Traga-me um copo d’água... rapidez.
E, depressa, na mesa do freguês
Água e café o caixeirinho deita.

E o senhor?... Uma média... Ao longe espreita
O movimento todo de uma vez
O gerente, que alegre se deleita
Ouvindo os versos do Brasil dos Reis.

Nos restaurantes também a freguesia
Come contente em meio da poesia,
Pois o menu em versos é descrito!

Que deseja?... Uma sopa... Só?... A lista
Para escolher um bife futurista,
Mas é depressa, diz o zinho aflito.

II
À mesa do Café, sentado, rindo
No meio de uma roda literária,
René recita uns seios de mulata,
E a roda toda fica besta, ouvindo.

Depois o Gomes Filho os seios mata,
Com outra poesia o lago azul, dormindo
Muito ao longe... depois, Leitão sorrindo,
Descreve a doce vida de um pirata.

Depois Tangerini calmamente,
De improviso recita alegremente
Uma poesia linda como o amor!

A roda fica besta novamente,
Gonzaga então levanta sorridente
E murmura um soneto de valor.

III
Apollo amarra a cara após levanta,
Tosse e suspira e fala altivamente
Um troço, e a roda até se espanta
Julgando Apollo ter perdido a mente.

Olavo Barros suavemente canta
Um soneto de amor, e a roda sente
A sensação desta brutal garganta,
Que Olavo Barros canta suavemente.

E a caixeirada passa atenta, olhando
Para quem abre a boca recitando,
Com tanta inspiração, uma poesia.

Depois... fecha o Café e a Roda sai
E a procissão na rua lenta vai
Para voltar de novo noutro dia!...

(Revista Royal — julho de 1924)

*Nota deste Verso e Conversa: O atrevido aprendiz de blogueiro desta página expõe que no capítulo Roda do Café Paris, de Passeio das Letras na Taba de Araribóia, o autor Wanderlino Teixeira Leite Netto registra o seguinte:
     [ . . . ]
     “Como o reduto líteroboêmio fechava por volta da meia-noite, os integrantes da Roda seguiam de bonde para São Francisco e iam terminar a noitada nas mesas do bar do restaurante Lido, que só bem mais tarde encerrava o expediente.

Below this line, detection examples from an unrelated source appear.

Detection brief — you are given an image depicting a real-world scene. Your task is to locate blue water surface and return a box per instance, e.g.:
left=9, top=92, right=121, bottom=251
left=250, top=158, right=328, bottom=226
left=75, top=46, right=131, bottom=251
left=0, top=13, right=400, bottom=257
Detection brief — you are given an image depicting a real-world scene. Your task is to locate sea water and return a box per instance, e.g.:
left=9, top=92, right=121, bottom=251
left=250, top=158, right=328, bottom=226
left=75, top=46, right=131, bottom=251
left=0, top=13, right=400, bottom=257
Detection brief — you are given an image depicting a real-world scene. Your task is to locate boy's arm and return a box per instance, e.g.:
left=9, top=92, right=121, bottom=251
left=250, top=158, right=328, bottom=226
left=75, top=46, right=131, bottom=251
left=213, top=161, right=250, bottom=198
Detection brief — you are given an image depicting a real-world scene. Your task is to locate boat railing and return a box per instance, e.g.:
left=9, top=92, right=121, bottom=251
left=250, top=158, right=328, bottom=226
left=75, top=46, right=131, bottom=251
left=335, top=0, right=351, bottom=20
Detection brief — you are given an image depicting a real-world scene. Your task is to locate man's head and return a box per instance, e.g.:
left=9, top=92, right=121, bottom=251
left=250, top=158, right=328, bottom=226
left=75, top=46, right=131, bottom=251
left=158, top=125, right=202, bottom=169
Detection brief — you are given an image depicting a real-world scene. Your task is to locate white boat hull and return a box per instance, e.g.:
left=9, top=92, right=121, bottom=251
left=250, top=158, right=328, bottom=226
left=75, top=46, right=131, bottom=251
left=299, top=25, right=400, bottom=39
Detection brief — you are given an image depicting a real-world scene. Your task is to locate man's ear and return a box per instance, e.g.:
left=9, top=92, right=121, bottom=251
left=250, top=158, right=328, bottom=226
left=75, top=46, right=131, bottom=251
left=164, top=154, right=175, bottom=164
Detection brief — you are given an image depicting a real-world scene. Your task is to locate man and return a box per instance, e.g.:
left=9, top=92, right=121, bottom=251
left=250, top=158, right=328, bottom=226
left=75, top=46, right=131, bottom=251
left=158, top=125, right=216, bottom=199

Verdadeiro cenáculo ambulante! Lamentavelmente, muito da produção literária desse grupo de boêmios perdeu-se, já que seus integrantes tinham por hábito escrever em papel de embrulhar pão ou no verso do papel prateado de maços de cigarro. A maioria abandonava seus escritos nas mesas do Café Paris ou do Lido, a mercê de uma vassoura iletrada.
     [ . . . ]
     Numa entrevista ao jornal Letras Fluminenses, em setembro de 1952, Kleber de Sá Carvalho assim se pronunciou, relativamente ao movimento:
     A formação da Roda do Café Paris assinalou um período de profunda revolução intelectual nos meios sociais e literários da capital do estado [à época, Niterói era a capital do Rio]. O grupo buscava um lugar ao Sol. Reagia e produzia assaltando salões, invadindo redações, forçando o seu público, impondo o valor de cada um. Metidos no fundo do Café Paris, ali traçavam planos, criavam, escreviam livros, poesias, artigos, páginas de crítica, fundavam jornais e revistas. Ali quebravam literatos de vidro, destruíam culturas suspeitas, fustigavam os conhecimentos de almanaque. Qualquer festa de que participassem constituía acontecimento de significação especial e ponto de atração da sociedade.’ [...]
     Segundo Kleber de Sá Carvalho, muitos livros surgiram nesta época, entre os quais, Oração aos seios, de René Descartes de Medeiros, A costela que me falta, de Mazzini Rubano, Orações profundas, de Roberto Mesquita, Quod seripsi seripsi, de Angelo Eliseu, Vida apertada, de Lili Leitão, Uma porção de mentiras, de José Mayrink de Souza Motta, Ciclo do Sol nascente, de Luís Gomes Filho, Lugares comuns, de Brasil dos Reis, Luzernas e Outono de folhas mortas, ambos de Benjamim Costa.
     Para Kleber de Sá Carvalho, 1922 foi o ano em que a Roda se formou. Já Lourenço Araújo afirmava que, quando começou a frequentar o Café Paris, em 1913, o cenáculo ambulante já existia, fundado em 1898, conforme declarou em entrevista publicada na página literária Artes Fluminenses, de Luís Antônio Pimentel (jornal A Tribuna, 22/23 de agosto de 1976).
     Dos poetas da Roda, Lili Leitão, por sua irreverência, terá sido o mais notório. A fim de amealhar dinheiro para cair na esbórnia, produzia, às vésperas dos festejos carnavalescos, O Almofadinha, formato tablóide, limitado a quatro páginas. Além dos anúncios, em prosa e verso, o jornaleco trazia poesias humorísticas e um sem número de anedotas.
     [ . . . ]
     O tríplice soneto “Café Paris”, publicado na revista Royal em julho de 1924, assinado sob o pseudônimo de João de Nictheroy, possivelmente uma obra conjunta, como era costume ocorrer entre os integrantes da Roda, retrata o ambiente do reduto literoboêmio e faz referência a alguns de seus frequentadores.
     [ . . . ]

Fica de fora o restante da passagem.